In the darkness and confusion, with Iraqis continuing to fire on the convoy, two more tanks and a fuel truck rolled into ditches. Of the three tanks that had fallen into ditches, Ferrell managed to put two back on the road, but he had to abandon the other tank and the fuel truck. The squadron then retraced its way through the town, knocking out Iraqis, some firing rocket-propelled grenades.
Once out of town, the convoy continued pushing north toward Baghdad. A few hours later, as dawn approached, U.S. soldiers spotted Iraqis armed with mortars and rocket-propelled grenades about 1,000 yards from the road on each side.
The fight was on again.
With his convoy strung out for many miles behind him and his troops weary from almost 10 continuous hours of combat, Ferrell called in airstrikes. Within minutes, two more A-10s dropped eight 500-pound bombs and raked the Iraqi positions with cannon fire, setting two tree lines ablaze.
``It looks like `Apocalypse Now,''' Air Force Tech. Sgt. Michael Keehan, Ferrell's senior enlisted tactical air controller, said with a look of pride.
The troops watching the burning tree lines could now see buildings among the trees. A man came running from one house, waving a white cloth and screaming that his family had been hurt.
He was told to bring his family to the road, where a medical team patched up a 4-year-old boy, a pregnant woman and two men, one in his late teens, the other in his 30s. All had shrapnel in their legs.
Dr. (Maj.) Todd Albright predicted a full recovery for all the victims except one man who would probably lose a foot. The family was driven away in an Iraqi ambulance.
Ferrell gave his troops two hours to catch their breath. He estimated his squadron had killed 150 Iraqi militia troops - not including those killed by the A-10s - with no casualties among his own soldiers.
The three Bradleys and two tanks that had made it across the bridge before it collapsed rejoined the squadron and the convoy continued its drive north, crossing the Euphrates and working its way up the eastern bank. A sickly yellow-gray fog filled with fine grit settled over a landscape of marshes and bogs and empty factories.
Iraqi forces appeared from around almost every corner, turning the morning and afternoon into a running firefight. At one point, the squadron commander's driver, Pfc. Randall Duke Newcomb, had to steer his Humvee with one hand and his knees while firing out the window.
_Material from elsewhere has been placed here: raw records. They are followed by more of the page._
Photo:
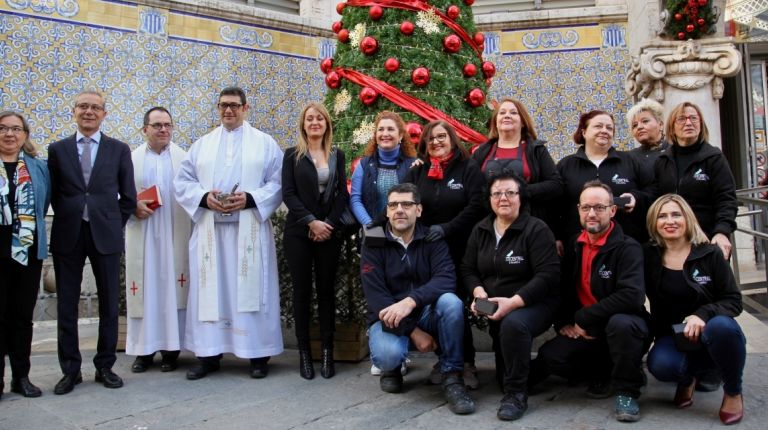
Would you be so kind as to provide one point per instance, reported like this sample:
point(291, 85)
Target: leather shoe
point(201, 369)
point(67, 383)
point(24, 387)
point(729, 418)
point(108, 378)
point(259, 368)
point(684, 395)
The squadron captured three enemy soldiers before the Iraqis, perhaps using an anti-tank gun mounted on a truck, blasted the rear of two Abrams tanks, setting them ablaze. One driver was trapped inside his tank for several minutes before crawling to safety.
In the 1991 Persian Gulf War, nine Abrams tanks were damaged by mines but were repaired. No U.S. soldier has ever died in an Abrams.
As they settled in for the night, squadron members knew they had been lucky. But Baghdad was still 80 miles ahead, and the best of Saddam Hussein's troops were in the way.